E, conforme a Escritura, “se um reino se dividir contra si mesmo, tal reino não pode subsistir” (Marcos 3,24). Embora o Protestantismo como um todo seja hoje algo que, humanamente falando, é impossível erradicar, cada ramo protestante vai se dividindo em facções cada vez menores, e se enfraquecendo cada vez mais, e assim enfraquecendo o próprio Cristianismo, dando espaço ao relativismo e ao mundanismo. Que é a Igreja Luterana hoje, diante de tantas seitas protestantes surgidas depois de Lutero? Onde está a Igreja Calvinista fundada em Genebra? Quantas sub igrejas existem sob o título de Batista, Presbiteriana etc? Quantas denominações neopentecostais? Definitivamente, no Protestantismo não há “Um só Senhor, uma só fé, um só batismo” (Efésios 4,5), não há uma doutrina, não há uma norma de conduta, mas contradições e mais contradições.

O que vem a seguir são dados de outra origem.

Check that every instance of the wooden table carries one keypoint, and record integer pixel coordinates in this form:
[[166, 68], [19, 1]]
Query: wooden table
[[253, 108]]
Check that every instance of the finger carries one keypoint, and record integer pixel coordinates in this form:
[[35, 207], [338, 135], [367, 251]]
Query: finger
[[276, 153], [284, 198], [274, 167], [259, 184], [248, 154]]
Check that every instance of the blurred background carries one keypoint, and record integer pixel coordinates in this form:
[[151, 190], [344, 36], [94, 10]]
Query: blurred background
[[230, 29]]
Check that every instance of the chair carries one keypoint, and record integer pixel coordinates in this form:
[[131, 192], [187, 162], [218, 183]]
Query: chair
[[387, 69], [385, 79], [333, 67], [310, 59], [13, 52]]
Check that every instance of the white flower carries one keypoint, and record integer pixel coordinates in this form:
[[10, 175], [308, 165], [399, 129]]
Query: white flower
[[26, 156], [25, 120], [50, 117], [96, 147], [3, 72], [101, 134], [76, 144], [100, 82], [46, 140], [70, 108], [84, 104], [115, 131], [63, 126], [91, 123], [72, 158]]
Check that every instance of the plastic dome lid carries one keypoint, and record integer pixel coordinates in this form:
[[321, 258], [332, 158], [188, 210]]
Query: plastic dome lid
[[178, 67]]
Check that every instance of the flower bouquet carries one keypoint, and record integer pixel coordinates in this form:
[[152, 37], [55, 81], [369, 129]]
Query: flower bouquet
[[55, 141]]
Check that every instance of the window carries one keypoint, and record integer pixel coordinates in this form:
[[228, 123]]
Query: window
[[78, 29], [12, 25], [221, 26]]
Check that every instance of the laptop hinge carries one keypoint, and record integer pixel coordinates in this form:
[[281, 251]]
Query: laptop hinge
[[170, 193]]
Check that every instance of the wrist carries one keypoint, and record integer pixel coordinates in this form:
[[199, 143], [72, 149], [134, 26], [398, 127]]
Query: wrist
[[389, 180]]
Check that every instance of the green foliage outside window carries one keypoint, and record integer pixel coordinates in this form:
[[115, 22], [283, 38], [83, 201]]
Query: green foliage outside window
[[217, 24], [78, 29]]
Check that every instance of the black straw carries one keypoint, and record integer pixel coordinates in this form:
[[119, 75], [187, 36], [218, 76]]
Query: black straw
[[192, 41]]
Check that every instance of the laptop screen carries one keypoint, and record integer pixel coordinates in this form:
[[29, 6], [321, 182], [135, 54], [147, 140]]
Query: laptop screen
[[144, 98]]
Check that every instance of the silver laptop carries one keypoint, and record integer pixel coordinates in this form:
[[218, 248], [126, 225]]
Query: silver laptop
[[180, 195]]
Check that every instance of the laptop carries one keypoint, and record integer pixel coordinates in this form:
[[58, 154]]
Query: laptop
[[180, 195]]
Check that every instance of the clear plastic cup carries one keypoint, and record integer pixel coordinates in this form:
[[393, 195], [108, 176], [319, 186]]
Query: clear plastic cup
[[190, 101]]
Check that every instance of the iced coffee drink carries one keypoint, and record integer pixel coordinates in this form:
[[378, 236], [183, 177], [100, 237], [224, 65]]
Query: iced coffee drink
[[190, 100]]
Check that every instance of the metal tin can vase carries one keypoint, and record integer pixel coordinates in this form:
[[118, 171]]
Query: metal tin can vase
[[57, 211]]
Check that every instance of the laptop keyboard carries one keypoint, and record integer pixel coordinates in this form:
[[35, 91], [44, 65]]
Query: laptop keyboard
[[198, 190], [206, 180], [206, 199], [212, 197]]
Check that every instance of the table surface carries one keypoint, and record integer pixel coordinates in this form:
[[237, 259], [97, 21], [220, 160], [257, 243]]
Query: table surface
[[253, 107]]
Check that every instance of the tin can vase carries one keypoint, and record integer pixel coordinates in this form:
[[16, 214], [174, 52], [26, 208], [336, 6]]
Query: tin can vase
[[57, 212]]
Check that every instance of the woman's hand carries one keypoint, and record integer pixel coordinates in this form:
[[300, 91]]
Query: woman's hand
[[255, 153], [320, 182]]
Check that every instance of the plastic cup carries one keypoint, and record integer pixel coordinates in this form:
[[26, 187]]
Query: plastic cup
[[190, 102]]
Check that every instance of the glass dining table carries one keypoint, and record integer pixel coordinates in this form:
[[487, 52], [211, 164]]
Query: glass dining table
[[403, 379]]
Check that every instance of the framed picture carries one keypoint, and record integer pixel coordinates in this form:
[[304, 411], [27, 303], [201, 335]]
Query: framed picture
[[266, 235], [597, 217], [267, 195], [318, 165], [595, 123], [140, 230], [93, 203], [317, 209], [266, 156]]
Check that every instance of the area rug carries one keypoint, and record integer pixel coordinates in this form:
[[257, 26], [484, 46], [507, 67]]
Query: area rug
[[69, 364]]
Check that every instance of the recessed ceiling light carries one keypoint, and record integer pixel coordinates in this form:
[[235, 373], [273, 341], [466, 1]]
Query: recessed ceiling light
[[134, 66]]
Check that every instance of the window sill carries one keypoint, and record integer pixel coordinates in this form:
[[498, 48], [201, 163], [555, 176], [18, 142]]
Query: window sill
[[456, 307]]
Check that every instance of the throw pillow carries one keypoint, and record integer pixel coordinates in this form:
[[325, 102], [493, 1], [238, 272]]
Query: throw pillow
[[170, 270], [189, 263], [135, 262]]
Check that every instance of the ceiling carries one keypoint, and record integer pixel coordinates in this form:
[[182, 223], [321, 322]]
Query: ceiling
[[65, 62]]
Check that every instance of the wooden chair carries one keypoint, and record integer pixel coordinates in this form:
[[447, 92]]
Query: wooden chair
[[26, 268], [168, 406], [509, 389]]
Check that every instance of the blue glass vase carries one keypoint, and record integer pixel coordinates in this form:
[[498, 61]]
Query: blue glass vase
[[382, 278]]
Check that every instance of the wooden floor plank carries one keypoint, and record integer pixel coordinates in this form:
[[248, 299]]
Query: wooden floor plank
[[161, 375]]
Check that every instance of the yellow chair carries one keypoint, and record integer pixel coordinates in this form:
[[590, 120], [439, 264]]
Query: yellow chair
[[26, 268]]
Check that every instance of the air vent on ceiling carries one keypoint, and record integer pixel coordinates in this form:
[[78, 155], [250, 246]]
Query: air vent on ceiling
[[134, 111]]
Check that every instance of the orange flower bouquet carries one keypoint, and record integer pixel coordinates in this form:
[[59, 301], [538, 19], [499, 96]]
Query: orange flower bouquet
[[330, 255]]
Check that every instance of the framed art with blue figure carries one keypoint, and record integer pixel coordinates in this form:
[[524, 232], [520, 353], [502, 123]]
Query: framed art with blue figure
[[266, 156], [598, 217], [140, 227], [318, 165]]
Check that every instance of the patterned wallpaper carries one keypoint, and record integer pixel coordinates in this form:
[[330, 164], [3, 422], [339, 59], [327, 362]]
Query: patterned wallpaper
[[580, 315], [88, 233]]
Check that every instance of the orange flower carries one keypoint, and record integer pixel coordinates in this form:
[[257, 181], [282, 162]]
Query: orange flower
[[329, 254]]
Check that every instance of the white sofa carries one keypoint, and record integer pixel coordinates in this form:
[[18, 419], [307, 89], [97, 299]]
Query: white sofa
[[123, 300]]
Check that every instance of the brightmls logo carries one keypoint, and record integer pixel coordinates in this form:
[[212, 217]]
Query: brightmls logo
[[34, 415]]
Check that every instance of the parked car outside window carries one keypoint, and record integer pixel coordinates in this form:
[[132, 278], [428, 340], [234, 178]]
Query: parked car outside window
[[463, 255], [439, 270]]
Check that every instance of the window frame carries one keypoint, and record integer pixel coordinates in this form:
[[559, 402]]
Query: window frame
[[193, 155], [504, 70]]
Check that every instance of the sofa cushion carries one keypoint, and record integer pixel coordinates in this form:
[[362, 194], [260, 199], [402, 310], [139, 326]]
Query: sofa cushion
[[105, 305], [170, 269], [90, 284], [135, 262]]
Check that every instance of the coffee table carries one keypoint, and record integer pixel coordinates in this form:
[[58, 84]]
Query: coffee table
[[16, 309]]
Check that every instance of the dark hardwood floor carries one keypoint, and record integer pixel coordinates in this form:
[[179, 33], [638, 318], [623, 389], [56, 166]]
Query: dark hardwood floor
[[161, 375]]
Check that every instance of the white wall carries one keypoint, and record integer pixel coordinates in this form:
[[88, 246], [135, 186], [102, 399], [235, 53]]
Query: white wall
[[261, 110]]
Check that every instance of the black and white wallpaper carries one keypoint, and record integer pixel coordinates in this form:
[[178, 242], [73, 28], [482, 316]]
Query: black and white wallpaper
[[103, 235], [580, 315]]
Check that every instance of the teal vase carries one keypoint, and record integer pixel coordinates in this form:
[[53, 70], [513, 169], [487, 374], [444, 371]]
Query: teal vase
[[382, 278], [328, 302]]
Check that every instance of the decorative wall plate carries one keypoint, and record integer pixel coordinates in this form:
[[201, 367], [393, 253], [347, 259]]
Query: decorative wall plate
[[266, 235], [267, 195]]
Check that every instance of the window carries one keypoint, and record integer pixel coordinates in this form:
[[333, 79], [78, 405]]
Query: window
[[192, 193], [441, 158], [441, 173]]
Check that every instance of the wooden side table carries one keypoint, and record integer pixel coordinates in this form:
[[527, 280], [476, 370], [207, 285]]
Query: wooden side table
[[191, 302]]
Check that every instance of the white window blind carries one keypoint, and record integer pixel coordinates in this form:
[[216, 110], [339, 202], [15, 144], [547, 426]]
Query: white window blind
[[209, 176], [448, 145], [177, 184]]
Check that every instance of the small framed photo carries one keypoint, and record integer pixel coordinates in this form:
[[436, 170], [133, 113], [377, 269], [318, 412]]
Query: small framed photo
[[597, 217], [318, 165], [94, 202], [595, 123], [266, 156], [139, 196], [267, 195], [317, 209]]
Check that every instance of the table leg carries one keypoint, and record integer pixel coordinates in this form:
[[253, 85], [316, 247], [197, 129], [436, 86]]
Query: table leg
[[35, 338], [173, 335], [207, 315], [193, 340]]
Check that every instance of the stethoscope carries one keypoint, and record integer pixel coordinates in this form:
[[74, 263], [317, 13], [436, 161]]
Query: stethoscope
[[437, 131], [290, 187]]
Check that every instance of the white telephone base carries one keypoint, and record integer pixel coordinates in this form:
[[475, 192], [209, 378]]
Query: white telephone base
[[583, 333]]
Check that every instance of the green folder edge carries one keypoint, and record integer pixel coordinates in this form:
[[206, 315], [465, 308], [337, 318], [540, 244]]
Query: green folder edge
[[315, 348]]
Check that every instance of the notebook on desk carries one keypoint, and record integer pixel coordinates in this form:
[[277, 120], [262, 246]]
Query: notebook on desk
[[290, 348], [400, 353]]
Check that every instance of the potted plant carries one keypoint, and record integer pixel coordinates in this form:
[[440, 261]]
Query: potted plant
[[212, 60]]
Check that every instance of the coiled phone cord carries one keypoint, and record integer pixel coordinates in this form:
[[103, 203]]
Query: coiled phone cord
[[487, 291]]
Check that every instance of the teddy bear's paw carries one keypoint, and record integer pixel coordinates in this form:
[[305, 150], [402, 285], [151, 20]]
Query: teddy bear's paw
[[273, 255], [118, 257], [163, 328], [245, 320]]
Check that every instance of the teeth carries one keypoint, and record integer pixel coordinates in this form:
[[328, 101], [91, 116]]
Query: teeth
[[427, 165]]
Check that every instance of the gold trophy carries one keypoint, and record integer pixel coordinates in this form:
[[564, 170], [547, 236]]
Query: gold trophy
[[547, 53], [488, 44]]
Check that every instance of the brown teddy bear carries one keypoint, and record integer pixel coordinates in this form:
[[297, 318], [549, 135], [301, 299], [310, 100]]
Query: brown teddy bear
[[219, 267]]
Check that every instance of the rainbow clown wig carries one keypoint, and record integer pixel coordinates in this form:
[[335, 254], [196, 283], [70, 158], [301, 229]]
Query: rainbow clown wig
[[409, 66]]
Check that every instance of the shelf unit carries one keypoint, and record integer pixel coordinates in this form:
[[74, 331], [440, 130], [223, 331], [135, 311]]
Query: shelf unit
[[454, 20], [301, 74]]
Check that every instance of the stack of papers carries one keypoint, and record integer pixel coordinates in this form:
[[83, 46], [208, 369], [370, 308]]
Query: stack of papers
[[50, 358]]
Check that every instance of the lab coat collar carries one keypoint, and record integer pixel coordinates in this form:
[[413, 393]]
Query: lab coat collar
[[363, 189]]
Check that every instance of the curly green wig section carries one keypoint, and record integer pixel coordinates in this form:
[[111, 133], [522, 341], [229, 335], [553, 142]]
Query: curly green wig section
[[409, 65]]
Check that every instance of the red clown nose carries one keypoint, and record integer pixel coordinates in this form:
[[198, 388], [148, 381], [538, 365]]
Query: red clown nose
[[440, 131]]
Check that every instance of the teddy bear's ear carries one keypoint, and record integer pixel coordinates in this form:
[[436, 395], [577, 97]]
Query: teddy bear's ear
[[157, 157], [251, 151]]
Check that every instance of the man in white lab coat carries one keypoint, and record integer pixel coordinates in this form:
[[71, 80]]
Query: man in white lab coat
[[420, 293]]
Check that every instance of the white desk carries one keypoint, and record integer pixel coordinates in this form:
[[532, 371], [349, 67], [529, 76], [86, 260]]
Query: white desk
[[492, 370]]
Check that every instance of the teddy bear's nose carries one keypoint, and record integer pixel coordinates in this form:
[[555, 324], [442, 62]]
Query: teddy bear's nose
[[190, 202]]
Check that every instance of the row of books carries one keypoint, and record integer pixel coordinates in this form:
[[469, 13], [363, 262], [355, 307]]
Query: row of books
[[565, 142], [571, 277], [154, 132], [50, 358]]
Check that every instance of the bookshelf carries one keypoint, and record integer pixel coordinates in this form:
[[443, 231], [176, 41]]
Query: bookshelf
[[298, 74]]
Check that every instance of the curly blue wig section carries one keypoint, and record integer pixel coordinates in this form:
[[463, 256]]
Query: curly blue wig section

Até mesmo Lutero, ainda em sua época chegou a dizer “Este não escuta sobre o Batismo, aquele nega os sacramentos e aquele outro coloca um mundo entre este e o último dia; alguns ensinam que Cristo não é Deus, alguns dizem isto e alguns dizem aquilo; há tantas seitas e credos quanto o número de cabeças. Ninguém é tão rude que, tendo sonhos e fantasias, não possa pensar que foi inspirado pelo Espírito Santo, devendo ser um profeta” (De Wette 3,61; citado em O'Hare, “Facts about Luther”, p. 208).
Por outro lado, também estão nas Escrituras as palavras de Gamaliel: “E agora digo-vos: Dai de mão a estes homens, e deixai-os, porque, se este conselho ou esta obra é de homens, se desfará, mas, se é de Deus, não podereis desfazê-la; para que não aconteça serdes também achados combatendo contra Deus” (Atos 5, 38-39). E, assim, enquanto o Protestantismo que nasceu com o discurso de um retorno à verdadeira fé cristã, baseado na Bíblia, se divide e se esfacela em milhares de seitas antagônicas, a única Igreja Católica Apostólica Romana, prossegue, sempre combativa e sempre muito combatida por todas as forças deste mundo, mas segue em frente, e continua fazendo jus a seu título de Católica, ou seja, universal, pois além de congregar a grande maioria dos cristãos, é a única que se estende de um lado ao outro do mundo, e permanece a referência do que é o Cristianismo, de tal modo que todas as outras igrejas se classificam perante ela (protestantes, ortodoxas separadas, cismáticas, independentes etc.).
Enfim, o Novo Testamento em particular, e a Bíblia de uma maneira geral, são importantíssimos, preciosíssimos livros sagrados que sustentam e reforçam a nossa fé, devem ser lidos, estudados, apreciados, devem fazer parte de nosso cotidiano. Mas se inserem num contexto mais amplo, da Tradição Apostólica, isto é, do ensinamento que se transmitiu de boca em boca, do Mestre aos Apóstolos, dos Apóstolos aos discípulos, desses para os próximos, até hoje. Noutras palavras, Tradição transmitida na vida da Igreja. A Bíblia é parte dessa Tradição, mas, por definição, dada pelo contexto de sua redação e história, não a esgota.
Pela Bíblia somos instruídos na vontade de Deus, mas na Igreja e com a Igreja, à qual a Bíblia pertence, e a quem pertence a autoridade de corpo e enviado do Cristo. Nosso Senhor Jesus Cristo não nos deu um livro, deu-nos Seu Corpo, Sua Igreja.
* Obs.: Citações bíblicas da versão Almeida Revista e Corrigida ou da versão Almeida Corrigida Fiel, unicamente para evitar qualquer acusação de usar traduções católicas, supostamente “tendenciosas”.